Il est encore tôt, le soleil commence tout juste à apparaître derrière la colline, la lumière se répand dans la cour et s’infiltre à l’intérieur de la maison.
Ce sera encore une belle journée d’été, dominée par un soleil vertical qui s’étire sur le soir. Comme souvent, je décide d’aller faire un tour avant que la chaleur ne devienne brûlante. Je m’engage dans la petite vallée en bas de la maison, sur le sentier creusé par les vaches d’à côté. Les herbes sont desséchées et la boue de l’étang se fissure jusqu’à la flaque qui stagne au fond, entourée des marques profondes laissées par les sabots. L’air sec et doux aux arômes de foin et de terre m’emplit d’énergie toute simple.
Je marche d’un bon pas à flanc de côteau en suivant les courbes de niveau. Après les zigzags d’une petite côte, c’est le replat ombragé d’où le fleuve luisant s’offre à mon regard entre les cades et les ronces ébouriffées. Les chênes sont toujours là, avec leurs bras tordus, sur la pente que je dévale vers l’étang entre les bouses et la pierraille. A mon passage, les grenouilles sautent entre les joncs dans l’eau verte et brune.
Du contrebas de l’étang, la chaleur monte déjà du chaos de pierres, chargée des odeurs de buissons et d’épines. Assise dans l’herbe moussue, je sens les quelques souffles d’air qui passent au-dessus de l’eau calme, je suis bien. Aucun bruit, pas de tracteurs ni de cris.
Je poursuis ma promenade en traversant des vergers en terrasses. Il reste pafois des abricots accrochés aux branches, leur jus déborde de mes lèvres et je me régale de leur pulpe. Mes pieds s’enfoncent dans la terre sablonneuse entre les allées quand je descends vers l’autre étang, une retenue d’eau coincée par une large digue le long d’un petit bois. Les cercles d’abricotiers l’entourent et l’isolent du monde. Il n’y a personne, le soleil brille sur l’eau frisonnante et me fait des clins d’œil.
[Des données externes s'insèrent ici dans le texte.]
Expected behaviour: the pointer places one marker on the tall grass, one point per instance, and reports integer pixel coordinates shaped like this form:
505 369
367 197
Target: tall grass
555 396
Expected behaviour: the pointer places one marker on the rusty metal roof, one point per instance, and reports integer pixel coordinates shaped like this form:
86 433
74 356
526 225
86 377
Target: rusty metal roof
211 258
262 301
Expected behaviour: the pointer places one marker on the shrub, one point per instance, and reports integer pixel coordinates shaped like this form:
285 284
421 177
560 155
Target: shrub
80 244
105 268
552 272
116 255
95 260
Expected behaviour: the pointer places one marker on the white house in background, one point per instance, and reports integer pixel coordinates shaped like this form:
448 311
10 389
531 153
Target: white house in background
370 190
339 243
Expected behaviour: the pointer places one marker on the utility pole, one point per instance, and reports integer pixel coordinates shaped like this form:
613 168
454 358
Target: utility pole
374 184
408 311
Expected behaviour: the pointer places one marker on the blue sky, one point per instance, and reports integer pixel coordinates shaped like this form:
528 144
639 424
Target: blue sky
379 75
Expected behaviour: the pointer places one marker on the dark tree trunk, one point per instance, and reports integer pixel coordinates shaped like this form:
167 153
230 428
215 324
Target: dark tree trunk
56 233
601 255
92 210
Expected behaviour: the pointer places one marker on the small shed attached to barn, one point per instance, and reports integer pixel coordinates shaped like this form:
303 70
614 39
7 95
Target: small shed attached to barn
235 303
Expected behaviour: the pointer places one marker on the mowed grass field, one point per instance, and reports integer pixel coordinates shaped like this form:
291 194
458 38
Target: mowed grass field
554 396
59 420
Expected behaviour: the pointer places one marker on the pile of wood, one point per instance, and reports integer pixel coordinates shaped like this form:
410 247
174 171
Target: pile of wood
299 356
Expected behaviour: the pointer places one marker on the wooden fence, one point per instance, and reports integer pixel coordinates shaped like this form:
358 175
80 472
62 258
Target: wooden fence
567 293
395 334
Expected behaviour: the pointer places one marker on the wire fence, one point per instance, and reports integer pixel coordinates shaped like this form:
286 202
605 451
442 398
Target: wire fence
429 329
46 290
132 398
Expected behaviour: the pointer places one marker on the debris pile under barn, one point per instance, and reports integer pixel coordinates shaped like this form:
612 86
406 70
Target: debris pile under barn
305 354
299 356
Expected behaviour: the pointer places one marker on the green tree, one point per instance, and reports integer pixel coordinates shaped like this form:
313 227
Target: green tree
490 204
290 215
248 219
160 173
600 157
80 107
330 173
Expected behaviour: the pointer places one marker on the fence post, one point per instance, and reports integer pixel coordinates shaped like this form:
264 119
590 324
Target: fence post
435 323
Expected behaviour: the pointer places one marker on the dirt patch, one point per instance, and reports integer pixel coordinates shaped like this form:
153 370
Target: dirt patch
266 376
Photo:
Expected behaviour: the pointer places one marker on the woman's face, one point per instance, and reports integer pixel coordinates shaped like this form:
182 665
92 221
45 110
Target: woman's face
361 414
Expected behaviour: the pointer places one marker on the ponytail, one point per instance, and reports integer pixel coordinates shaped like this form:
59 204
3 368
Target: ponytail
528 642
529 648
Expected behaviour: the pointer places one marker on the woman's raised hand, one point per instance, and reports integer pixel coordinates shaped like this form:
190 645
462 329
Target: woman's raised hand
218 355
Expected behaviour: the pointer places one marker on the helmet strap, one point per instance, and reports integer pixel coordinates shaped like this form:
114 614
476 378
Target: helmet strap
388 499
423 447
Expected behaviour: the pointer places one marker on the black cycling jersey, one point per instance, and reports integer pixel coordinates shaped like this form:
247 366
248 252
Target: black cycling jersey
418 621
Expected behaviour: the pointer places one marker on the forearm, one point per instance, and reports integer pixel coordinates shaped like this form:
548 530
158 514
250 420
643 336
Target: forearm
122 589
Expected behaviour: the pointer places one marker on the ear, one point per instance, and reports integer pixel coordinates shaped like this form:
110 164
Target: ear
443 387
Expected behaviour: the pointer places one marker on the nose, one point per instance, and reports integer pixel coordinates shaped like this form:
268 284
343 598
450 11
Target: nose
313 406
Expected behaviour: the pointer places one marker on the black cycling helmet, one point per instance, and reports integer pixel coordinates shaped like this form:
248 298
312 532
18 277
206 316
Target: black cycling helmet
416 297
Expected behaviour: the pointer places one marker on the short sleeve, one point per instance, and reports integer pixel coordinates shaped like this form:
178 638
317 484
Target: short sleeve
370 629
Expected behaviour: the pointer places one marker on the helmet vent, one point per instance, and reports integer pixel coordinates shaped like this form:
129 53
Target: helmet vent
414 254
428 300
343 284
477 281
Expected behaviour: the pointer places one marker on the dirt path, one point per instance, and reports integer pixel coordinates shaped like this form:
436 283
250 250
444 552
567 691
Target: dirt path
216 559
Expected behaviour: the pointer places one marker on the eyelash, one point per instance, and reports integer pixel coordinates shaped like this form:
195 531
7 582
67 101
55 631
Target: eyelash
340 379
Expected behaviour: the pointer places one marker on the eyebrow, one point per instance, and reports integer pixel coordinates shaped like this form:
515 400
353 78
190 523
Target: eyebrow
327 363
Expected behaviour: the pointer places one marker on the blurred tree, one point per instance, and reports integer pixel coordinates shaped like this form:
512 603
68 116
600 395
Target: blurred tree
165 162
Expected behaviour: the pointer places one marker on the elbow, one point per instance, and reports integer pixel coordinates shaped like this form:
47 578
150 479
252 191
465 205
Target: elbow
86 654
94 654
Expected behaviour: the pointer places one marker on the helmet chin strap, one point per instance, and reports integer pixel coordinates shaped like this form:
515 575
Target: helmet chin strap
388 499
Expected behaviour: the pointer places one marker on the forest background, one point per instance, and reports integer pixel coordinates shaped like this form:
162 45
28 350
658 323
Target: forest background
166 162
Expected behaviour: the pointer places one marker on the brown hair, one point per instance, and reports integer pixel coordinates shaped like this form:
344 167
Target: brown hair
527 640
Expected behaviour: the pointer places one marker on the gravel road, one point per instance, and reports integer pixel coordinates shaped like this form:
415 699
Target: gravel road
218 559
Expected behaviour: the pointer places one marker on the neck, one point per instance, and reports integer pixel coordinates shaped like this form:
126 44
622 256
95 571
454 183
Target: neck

Alors, j’enlève mes vêtements et je descends tout nu sur les galets de la berge la plus acceuillante. Puis je pénètre doucement dans l’eau tiède et je glisse entre les algues vertes qui me caressent. C’est la première fois que je me baigne ici et je suis ravie de nager comme une onde entre les reflets de lumières.
Après quelques brasses en apesanteur, je ressors à l’air libre. Pour me sécher, je m’assois sur une dalle de pierre, immobile face au soleil qui communique sa chaleur à ma peau constellée de gouttes. Entre mes cuisses, ma chair se met en émoi sous les langues de feu.
Et je reste assis là, fécondée par la nature, à faire l’amour avec l’astre solaire.